MVRDV tarafından tasarlanan Portlantis, Hollanda'nın Rotterdam şehrinde yer alıyor.
Yüzyıllardır birlikte büyüyüp gelişen Rotterdam şehri ve limanı, tarihindeki en büyük değişimlerden birini yaşıyor. Değişim kapsamında sürdürülebilir ve düşük enerjili operasyonlara geçiş yapılıyor. Peki, bu değişim halk tarafından nasıl deneyimlenebilir ve limanın karmaşıklığı nasıl anlaşılabilir?
Yakın zamanda açılan ve MVRDV tarafından tasarlanan Portlantis, Rotterdam Limanı’nın ziyaretçi ve sergi merkezi olarak bu sorulara yanıt veriyor. Limanın batı ucunda yer alan yapı, beş kattan oluşan bir kütle şeklinde tasarlanmış. Kuzey Denizi, sahil şeridi ve limanın dört bir yanına bakan etkileyici manzaralar sunan yapı; çatıya kadar uzanan koyu kırmızı yürüyüş yolu ile vurgulanmış.

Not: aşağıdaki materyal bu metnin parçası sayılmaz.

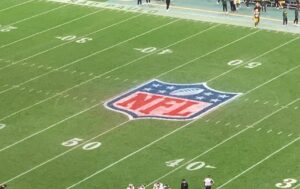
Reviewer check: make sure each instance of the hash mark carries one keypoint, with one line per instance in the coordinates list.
(269, 131)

Portlantis, limana ait bir yapay arazi genişletmesi olan Maasvlakte 2 sahilinde stratejik bir konumda bulunuyor. Yapı, eğitici işlevini yalın ve doğrudan bir yaklaşımla ele alıyor; limanın ruhunu, işlevselliği ve endüstriyel malzemeleriyle yansıtıyor.
Binanın formu, iç ve dış mekânda gerçekleşen etkinliklere doğrudan bir yanıt niteliğinde tasarlanmış. Her bir kat, kare planlı olacak şekilde kurgulanmış ve dikey eksende farklı yönlere bakan katlarına her birine geniş bir panoramik pencere entegre edilmiş.
Katların yönleri, işlevlerine göre belirlenmiş. Örneğin zemin kattaki kafede batıya bakan pencere, kum tepelerinin huzurlu manzarasını sunarken; dördüncü kattaki restoranın penceresi, hem Kuzey Denizi’ndeki gün batımını hem de gece ışıklarıyla parlayan liman siluetini gözler önüne seriyor.
Kossmanndejong tarafından tasarlanan kalıcı sergi, üç kata yayılmış ve her katta farklı bir temaya odaklanılmış. Panoramik pencerelerin limandaki belirli unsurları vurgulaması ile sergi içeriği zenginleştirilmiş.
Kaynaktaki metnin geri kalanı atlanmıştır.